Given all the tech I’ve played with over the years, I’d be comfortable calling myself a Windows/Android guy with some earthy tones of Linux and the occasional smooth draws of Mac. I like to keep up to date and current on what’s going on in commercial tech platforms for two (and a half) reasons. The first is personal – i’m a tech geek, and being more informed and knowing different platforms makes my purchasing decisions more well informed and in line with what I need. The second is professional – my career is primarily one of being the IT and technology alpha nerd, and I’d call geeking out part of my job description. That last “and a half?” The more platforms, operating systems and “sides” I know, the more credibility I have talking tech, and the less I have to deal with folks associating my opinions with being a pure fanboy of any given platform.
Because fanboyism and fangirlism irk me. Ohhh kids it irks me something improper. I like what I like because I’ve tested a lot of things, and through that testing formulated my own opinion based on a wide array of experiences. I like PCs running Windows 7. I prefer Android-powered devices. It’s just how I roll. That doesn’t mean I hate all things Apple – on the contrary I feel the vast majority of their products are really a solid set of devices. And they back that up with sales, as well as a fiercely loyal fan base that in my opinion has supported the "Cult of Mac" moniker that it has come to be known as over the last decade, rivaling the following of some organized religions. But when the iPhone was still pretty much on its own in the touchscreen smartphone game, it was all about “cool.” With the rise of Android, the sentiment of “cool” was somehow converted into one of elitism.
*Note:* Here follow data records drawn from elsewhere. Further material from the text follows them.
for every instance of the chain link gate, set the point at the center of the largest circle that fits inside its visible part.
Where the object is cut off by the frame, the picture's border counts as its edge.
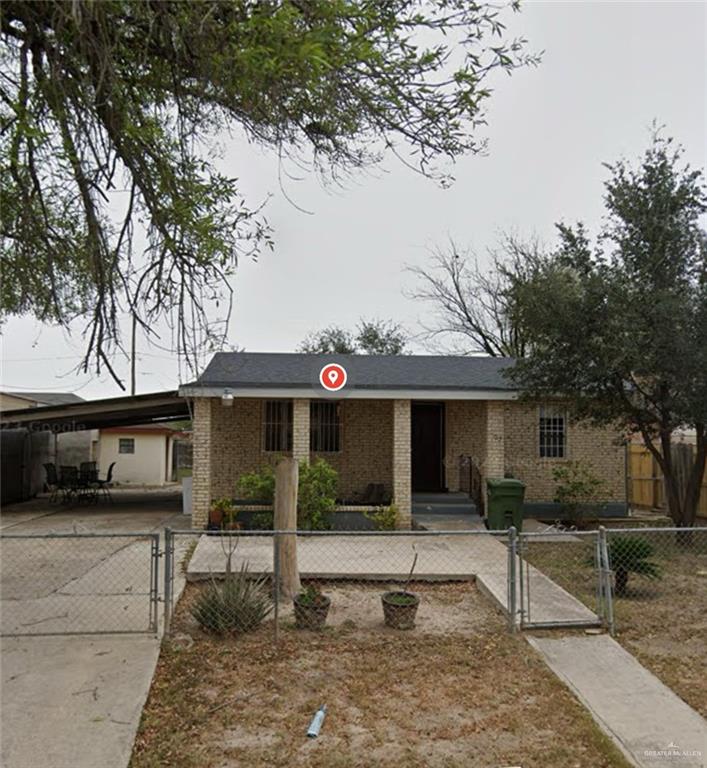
(563, 579)
(79, 583)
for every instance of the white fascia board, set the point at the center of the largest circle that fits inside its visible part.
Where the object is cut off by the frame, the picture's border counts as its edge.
(352, 394)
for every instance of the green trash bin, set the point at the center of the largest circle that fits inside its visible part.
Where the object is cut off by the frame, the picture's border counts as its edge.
(505, 503)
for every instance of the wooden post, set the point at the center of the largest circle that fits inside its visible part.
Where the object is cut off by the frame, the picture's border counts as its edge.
(285, 519)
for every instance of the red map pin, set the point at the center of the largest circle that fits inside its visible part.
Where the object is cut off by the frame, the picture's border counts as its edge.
(333, 377)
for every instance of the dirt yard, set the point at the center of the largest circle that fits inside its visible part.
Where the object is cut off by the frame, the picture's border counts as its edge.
(663, 622)
(455, 691)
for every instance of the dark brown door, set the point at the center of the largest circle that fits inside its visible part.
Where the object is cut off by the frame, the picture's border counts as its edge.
(427, 441)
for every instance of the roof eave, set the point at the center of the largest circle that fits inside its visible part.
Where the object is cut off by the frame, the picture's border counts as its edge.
(353, 393)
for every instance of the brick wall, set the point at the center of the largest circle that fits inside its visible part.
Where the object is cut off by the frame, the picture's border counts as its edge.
(501, 436)
(201, 462)
(366, 455)
(228, 442)
(465, 434)
(402, 485)
(598, 447)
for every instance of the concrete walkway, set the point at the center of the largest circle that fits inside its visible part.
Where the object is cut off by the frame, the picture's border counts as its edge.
(651, 725)
(75, 701)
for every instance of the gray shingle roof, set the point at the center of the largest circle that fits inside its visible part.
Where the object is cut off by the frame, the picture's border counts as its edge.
(244, 370)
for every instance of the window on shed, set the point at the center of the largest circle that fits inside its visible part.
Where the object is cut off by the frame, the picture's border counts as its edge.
(278, 425)
(325, 426)
(553, 433)
(126, 445)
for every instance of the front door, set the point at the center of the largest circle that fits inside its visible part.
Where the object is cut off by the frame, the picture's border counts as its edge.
(427, 440)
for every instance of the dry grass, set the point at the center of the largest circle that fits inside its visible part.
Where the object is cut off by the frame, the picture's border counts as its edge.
(475, 697)
(664, 625)
(662, 622)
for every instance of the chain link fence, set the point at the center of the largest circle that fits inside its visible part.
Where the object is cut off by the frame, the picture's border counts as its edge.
(78, 583)
(617, 578)
(357, 579)
(620, 579)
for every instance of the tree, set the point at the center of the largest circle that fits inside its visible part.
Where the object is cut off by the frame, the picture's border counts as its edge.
(372, 337)
(111, 113)
(620, 328)
(474, 306)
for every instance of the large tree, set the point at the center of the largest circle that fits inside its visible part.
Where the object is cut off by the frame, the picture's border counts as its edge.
(371, 337)
(110, 110)
(473, 306)
(619, 327)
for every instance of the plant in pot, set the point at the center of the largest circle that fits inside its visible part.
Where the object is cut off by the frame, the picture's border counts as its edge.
(311, 608)
(400, 606)
(222, 515)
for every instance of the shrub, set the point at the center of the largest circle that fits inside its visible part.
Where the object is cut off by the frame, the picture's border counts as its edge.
(576, 486)
(316, 491)
(258, 485)
(317, 494)
(631, 554)
(384, 519)
(261, 521)
(238, 604)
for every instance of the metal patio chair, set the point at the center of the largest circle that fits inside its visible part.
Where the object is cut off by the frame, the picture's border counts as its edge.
(103, 485)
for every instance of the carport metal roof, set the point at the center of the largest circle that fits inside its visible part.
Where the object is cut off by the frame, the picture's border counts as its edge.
(96, 414)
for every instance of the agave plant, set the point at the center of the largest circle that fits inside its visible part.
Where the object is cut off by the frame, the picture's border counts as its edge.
(237, 604)
(631, 554)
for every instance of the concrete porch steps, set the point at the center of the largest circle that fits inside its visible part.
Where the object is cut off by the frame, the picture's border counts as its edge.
(448, 504)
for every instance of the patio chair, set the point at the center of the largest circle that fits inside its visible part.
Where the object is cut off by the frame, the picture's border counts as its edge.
(69, 480)
(53, 482)
(103, 486)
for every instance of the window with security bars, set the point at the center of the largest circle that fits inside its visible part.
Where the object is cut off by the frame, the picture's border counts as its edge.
(278, 425)
(553, 433)
(325, 426)
(126, 445)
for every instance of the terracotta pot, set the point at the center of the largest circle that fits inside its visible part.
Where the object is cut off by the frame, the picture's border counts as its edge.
(400, 609)
(311, 614)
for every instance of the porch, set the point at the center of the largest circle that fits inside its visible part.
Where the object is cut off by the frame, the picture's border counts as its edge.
(427, 457)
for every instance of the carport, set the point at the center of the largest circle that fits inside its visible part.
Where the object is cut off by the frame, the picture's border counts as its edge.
(22, 431)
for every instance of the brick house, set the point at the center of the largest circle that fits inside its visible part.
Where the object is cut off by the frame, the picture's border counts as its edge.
(414, 424)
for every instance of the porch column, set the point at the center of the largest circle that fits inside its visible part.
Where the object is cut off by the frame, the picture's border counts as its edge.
(494, 464)
(201, 463)
(495, 439)
(402, 496)
(300, 429)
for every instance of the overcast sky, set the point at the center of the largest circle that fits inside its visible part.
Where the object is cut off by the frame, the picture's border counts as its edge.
(609, 69)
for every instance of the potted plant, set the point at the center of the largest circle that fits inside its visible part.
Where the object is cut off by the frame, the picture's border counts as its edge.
(400, 606)
(222, 515)
(311, 608)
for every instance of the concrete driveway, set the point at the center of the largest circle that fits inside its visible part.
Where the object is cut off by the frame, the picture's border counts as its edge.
(74, 701)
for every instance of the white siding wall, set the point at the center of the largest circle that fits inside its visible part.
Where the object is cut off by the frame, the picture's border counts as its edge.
(147, 466)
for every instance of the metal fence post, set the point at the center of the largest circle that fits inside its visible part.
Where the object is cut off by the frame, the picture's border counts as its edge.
(168, 576)
(606, 580)
(276, 585)
(512, 578)
(154, 581)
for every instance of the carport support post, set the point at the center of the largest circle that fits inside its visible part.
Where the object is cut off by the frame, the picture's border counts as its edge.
(285, 519)
(512, 578)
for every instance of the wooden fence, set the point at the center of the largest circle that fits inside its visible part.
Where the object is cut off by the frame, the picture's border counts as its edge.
(645, 482)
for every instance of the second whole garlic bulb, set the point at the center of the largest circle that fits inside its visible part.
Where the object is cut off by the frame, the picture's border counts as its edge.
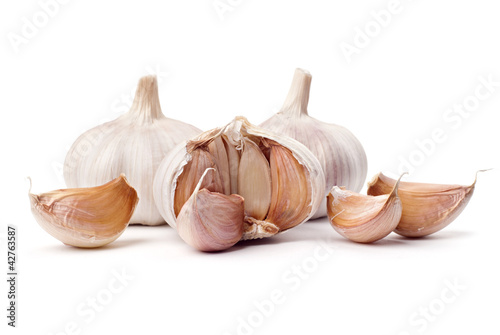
(340, 153)
(133, 144)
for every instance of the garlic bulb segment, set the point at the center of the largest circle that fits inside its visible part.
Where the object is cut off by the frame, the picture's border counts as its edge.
(427, 208)
(341, 155)
(363, 218)
(211, 221)
(86, 217)
(280, 179)
(133, 144)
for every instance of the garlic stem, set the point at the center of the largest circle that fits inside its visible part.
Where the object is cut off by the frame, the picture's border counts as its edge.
(298, 96)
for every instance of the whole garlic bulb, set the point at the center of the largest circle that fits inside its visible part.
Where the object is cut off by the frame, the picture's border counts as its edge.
(133, 144)
(341, 155)
(280, 180)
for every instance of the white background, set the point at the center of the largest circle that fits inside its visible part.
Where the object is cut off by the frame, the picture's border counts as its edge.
(75, 72)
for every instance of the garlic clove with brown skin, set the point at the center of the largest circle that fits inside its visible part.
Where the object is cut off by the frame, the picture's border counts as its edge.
(283, 182)
(134, 144)
(363, 218)
(211, 221)
(86, 217)
(340, 153)
(427, 208)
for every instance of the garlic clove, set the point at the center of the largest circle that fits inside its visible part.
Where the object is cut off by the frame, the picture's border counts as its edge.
(211, 221)
(134, 144)
(362, 218)
(339, 152)
(254, 180)
(427, 208)
(86, 217)
(191, 175)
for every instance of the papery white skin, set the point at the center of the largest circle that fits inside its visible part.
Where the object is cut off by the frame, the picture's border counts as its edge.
(341, 155)
(172, 166)
(134, 144)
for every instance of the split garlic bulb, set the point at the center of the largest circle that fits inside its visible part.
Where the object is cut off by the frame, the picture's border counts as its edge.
(280, 180)
(133, 144)
(341, 155)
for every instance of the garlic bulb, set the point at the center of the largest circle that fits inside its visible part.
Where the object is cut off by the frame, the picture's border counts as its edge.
(341, 155)
(427, 208)
(363, 218)
(86, 217)
(211, 221)
(280, 180)
(134, 144)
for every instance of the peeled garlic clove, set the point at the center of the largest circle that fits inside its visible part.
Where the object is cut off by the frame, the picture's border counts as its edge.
(295, 169)
(86, 217)
(427, 208)
(254, 180)
(134, 144)
(211, 221)
(341, 155)
(363, 218)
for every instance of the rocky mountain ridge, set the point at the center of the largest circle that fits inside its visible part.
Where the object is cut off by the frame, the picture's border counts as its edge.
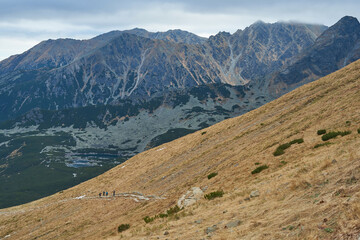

You see kids, the iPhone isn’t iAlone anymore (see what I did there?). It has competition now. What the rise of Android has done is one very major thing sociologically, namely the creation of two completely polarized groups of users: the "I won't touch anything non-Apple" camp and the "Apple is for the computer illiterate, sheep and hipsters locked in groupthink" faction. Adding competition naturally drove the poles of these groups to consider each other the enemy, instead of just two kinds of tech that accomplish similar goals. Hell I’ve never seen anything this heated in consumer tech before, including Intel vs. AMD. That fierce brand loyalty Apple has build does come off as elitist fanaticism sometimes, but at the same time Android side is no less guilty of elitism.







Article comments
1 - Alex
Having fans on both sides is a matter of marketologists doing their jobs. But for developers this means additional problems if they want to make an app that works equally well on all devices.
2 - Nancy Brown
The fight between iPhone and Android os is never ending with a latest turn being the Samsung patents case, iPhone still seems to have an upper hand with better innovations to provide, while Android is affordable and as a great market around the world.